After thinking about it for years, I finally broke down and got a Netflix subscription. (At the rate I tend to go through video rentals, Netflix is vastly cheaper.) This means that I've been going through the first season of the HBO series "Rome" at a pretty furious rate. I caught a few episodes of it when it was on air (at my apartment back in Kalamazoo, HBO was included in the cable package...happy days), and enjoyed it a lot, but I missed most of the season.
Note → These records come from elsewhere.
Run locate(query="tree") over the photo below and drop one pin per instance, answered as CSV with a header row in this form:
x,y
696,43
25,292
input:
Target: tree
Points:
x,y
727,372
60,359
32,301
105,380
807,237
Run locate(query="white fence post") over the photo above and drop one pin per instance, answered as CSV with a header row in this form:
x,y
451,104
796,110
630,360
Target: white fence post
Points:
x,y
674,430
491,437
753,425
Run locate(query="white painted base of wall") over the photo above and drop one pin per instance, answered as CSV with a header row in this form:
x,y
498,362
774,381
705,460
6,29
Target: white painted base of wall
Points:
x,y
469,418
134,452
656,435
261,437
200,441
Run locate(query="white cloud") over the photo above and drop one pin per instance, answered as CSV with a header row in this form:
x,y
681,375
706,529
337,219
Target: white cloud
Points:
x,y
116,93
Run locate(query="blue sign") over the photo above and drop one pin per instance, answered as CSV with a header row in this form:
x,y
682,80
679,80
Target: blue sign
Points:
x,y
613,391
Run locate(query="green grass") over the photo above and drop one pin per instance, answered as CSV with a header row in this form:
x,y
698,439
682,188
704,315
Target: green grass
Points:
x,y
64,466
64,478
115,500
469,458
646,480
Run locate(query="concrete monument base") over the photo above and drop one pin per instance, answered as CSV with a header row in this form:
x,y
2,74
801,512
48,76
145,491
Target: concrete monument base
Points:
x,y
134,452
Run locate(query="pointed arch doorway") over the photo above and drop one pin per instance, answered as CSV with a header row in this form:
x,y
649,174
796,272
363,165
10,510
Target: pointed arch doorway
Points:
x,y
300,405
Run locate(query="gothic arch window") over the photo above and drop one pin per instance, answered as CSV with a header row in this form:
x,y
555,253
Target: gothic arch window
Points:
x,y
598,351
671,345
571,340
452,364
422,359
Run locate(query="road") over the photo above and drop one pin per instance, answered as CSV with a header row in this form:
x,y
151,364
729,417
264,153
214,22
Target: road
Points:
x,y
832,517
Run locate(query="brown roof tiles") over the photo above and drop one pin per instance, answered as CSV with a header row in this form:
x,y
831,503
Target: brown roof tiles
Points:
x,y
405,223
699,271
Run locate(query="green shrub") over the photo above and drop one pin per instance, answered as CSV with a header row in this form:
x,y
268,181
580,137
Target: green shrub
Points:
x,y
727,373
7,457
Much like "the Sopranos", it combines oodles of sex, violence and stuff you can't get away with on network television with some of the most intelligent and literate writing on television, making for an addictive combination.

It really hit me in the last episode I watched--"How Titus Pullo Brought Down the Republic"--when Caeser's army crosses the Rubicon, and it hit me that a lesser show--one on a regular network, where they have to worry not about whether people will like the programming enough to re-subscribe at the end of the year, but about whether they'll be momentarily bored and change channels, thus losing advertising dollars--a character would have immediately infodumped that the river was the Rubicon for the benefit of the viewers. Here, you knew in general what was going on, and they count count on readers with basic educated-layman knowledge will know what's going on when a big fuss is made about the soldiers trampling across a river in slow motion with tense music in the background. And if the viewers didn't figure it out right away, screw 'em, they'll be filled in later when people refer back to it, so there's no need to spoon-feed them the information right away.

Which is the kind of adult treatment you get all too used to *not* getting from tv shows, making it pretty refreshing to get it.

(The "Sopranos" comparison is hard not to make, since the writers are obviously keenly--and appropriately--aware of how mafia-esque a lot of the Roman history stuff ends up coming off as from a modern lens. There's actually a line of dialogue where Julius Caeser turns to Mark Antony to scold him for questioning his judgement in front of his factional enemies that's almost word-for-word from Don Corleone yelling at Sonny in Godfather I.)

The point being, it's really good. It's also pretty much constantly terribly suggestive of fiction ideas. I realize that Roman-history-inspired skiffy is approximately as original as sliced bread, but anyone unlucky enough to be in one of my crit groups should be prepared for the distinct possibilit that they'll have oodles of such to critique in the near future.